IVN News

Lilac Hills Ranch is Bad for San Diego

Opponents:

San Diego League of Women Voters

The San Diego Union-Tribune

The San Diego County Democratic Party

San Diego County Middle Class Taxpayers’ Association

 

There are many good reasons to oppose San Diego County’s Measure B – the Lilac Hills sprawl development project — on the November 2016 ballot.

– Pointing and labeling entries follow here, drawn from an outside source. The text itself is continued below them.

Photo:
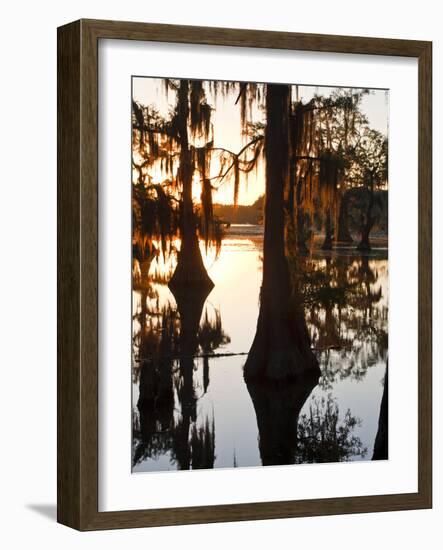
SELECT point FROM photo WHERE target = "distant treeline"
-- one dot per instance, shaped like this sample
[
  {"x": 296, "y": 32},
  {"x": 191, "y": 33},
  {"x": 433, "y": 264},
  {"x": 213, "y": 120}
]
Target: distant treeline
[
  {"x": 241, "y": 213},
  {"x": 253, "y": 214}
]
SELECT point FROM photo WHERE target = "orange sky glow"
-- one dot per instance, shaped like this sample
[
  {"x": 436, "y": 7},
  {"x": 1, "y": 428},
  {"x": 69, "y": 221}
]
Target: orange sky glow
[{"x": 228, "y": 133}]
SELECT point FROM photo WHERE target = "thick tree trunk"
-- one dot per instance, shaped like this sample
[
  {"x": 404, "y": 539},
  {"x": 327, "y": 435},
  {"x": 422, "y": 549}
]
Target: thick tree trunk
[
  {"x": 281, "y": 347},
  {"x": 327, "y": 243},
  {"x": 301, "y": 230},
  {"x": 365, "y": 244},
  {"x": 190, "y": 269},
  {"x": 343, "y": 234}
]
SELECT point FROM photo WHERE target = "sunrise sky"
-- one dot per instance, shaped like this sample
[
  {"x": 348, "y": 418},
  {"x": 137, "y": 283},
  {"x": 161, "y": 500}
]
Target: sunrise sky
[{"x": 226, "y": 121}]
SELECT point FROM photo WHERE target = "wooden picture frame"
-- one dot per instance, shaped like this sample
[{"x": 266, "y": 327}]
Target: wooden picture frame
[{"x": 78, "y": 274}]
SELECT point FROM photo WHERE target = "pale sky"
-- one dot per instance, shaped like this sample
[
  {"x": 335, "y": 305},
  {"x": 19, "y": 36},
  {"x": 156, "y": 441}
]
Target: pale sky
[{"x": 227, "y": 125}]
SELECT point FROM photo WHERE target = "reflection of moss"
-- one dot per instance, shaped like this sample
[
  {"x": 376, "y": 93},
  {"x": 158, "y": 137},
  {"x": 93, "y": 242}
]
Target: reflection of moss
[
  {"x": 322, "y": 437},
  {"x": 166, "y": 339},
  {"x": 346, "y": 320}
]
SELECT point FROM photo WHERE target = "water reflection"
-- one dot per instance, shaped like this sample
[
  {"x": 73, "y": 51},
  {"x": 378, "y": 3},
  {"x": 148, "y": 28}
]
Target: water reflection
[{"x": 191, "y": 406}]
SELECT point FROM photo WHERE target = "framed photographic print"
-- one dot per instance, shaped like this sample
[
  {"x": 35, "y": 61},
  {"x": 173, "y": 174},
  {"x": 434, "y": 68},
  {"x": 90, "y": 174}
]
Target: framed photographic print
[{"x": 244, "y": 250}]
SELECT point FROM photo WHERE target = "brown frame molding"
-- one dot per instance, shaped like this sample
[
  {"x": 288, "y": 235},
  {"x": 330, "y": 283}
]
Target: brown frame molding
[{"x": 77, "y": 316}]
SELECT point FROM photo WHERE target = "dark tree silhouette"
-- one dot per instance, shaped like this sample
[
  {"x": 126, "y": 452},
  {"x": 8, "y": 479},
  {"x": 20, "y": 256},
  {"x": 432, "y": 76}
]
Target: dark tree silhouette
[
  {"x": 281, "y": 347},
  {"x": 382, "y": 437}
]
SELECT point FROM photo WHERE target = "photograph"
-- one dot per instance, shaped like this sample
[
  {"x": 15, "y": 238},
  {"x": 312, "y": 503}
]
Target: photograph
[{"x": 260, "y": 275}]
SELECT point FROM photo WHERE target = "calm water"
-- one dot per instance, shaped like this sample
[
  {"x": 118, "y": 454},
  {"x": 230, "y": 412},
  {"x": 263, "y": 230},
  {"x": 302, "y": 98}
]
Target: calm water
[{"x": 191, "y": 406}]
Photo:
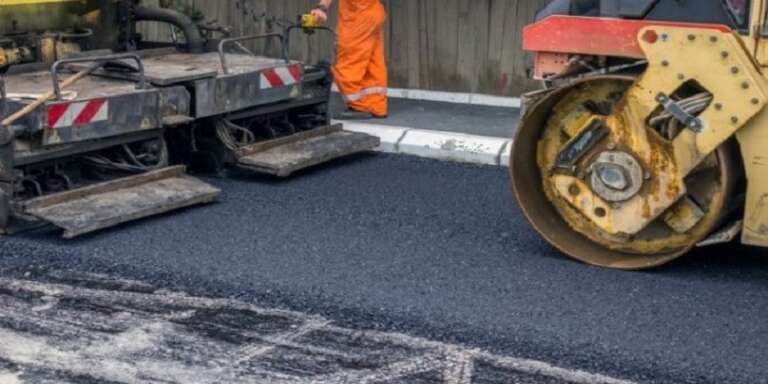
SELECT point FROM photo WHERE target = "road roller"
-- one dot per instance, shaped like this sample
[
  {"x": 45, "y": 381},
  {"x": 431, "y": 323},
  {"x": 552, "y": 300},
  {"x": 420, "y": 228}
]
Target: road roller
[
  {"x": 100, "y": 124},
  {"x": 649, "y": 135}
]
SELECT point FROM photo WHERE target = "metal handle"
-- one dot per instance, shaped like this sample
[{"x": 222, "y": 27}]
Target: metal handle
[
  {"x": 99, "y": 61},
  {"x": 330, "y": 31},
  {"x": 224, "y": 42}
]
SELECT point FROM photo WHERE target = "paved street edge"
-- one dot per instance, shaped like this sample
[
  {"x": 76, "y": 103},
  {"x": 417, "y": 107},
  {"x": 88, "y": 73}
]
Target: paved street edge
[
  {"x": 439, "y": 145},
  {"x": 452, "y": 97}
]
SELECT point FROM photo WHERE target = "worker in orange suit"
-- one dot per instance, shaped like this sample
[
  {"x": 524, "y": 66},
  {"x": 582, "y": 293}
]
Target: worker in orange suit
[{"x": 361, "y": 69}]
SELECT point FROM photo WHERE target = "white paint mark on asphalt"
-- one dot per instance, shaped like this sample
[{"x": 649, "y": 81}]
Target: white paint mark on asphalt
[
  {"x": 137, "y": 337},
  {"x": 452, "y": 97},
  {"x": 10, "y": 378},
  {"x": 251, "y": 353},
  {"x": 459, "y": 368},
  {"x": 440, "y": 145}
]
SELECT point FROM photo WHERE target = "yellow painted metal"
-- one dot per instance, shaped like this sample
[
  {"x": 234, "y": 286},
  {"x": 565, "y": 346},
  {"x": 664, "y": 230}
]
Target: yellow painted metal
[
  {"x": 753, "y": 140},
  {"x": 720, "y": 64}
]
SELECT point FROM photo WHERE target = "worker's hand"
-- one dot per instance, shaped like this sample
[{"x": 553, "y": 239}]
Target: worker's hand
[{"x": 321, "y": 16}]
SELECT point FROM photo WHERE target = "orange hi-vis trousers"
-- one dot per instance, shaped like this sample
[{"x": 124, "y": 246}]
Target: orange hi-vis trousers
[{"x": 361, "y": 70}]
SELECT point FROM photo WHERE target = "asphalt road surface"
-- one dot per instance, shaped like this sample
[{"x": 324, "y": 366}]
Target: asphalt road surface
[{"x": 437, "y": 251}]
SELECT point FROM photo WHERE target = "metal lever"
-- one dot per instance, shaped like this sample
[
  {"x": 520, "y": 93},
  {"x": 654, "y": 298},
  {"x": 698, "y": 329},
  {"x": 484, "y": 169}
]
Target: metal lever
[{"x": 692, "y": 122}]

All of them can be summed up like this: ballot-box planning allows developers to sidestep important public oversight that protects taxpayers and ensures orderly, responsible housing development.

Updated after more than a decade of public input and expert review, today’s general land-use plan for San Diego County allows 110 homes and no commercial uses on 608 rural acres that Measure B’s sponsor owns in northern San Diego County. If approved, Measure B would ALLOW the developer to build 1,746 new homes – a 15-fold increase over what the County has already approved — and 90,000 sq. ft. of commercial uses on the property.

This development will place its 5,200 future residents – more people than live in the City of Del Mar — in a rural agricultural area with very little existing urban infrastructure (roads, schools, urban fire and emergency medical services, sewer, and other utility services).

Measure B fails to include most of the San Diego County Planning Commission’s September 11, 2015 conditions for approval: paying for extensive improvement to area roads, 5-minute fire service and EMS, and other required improvements.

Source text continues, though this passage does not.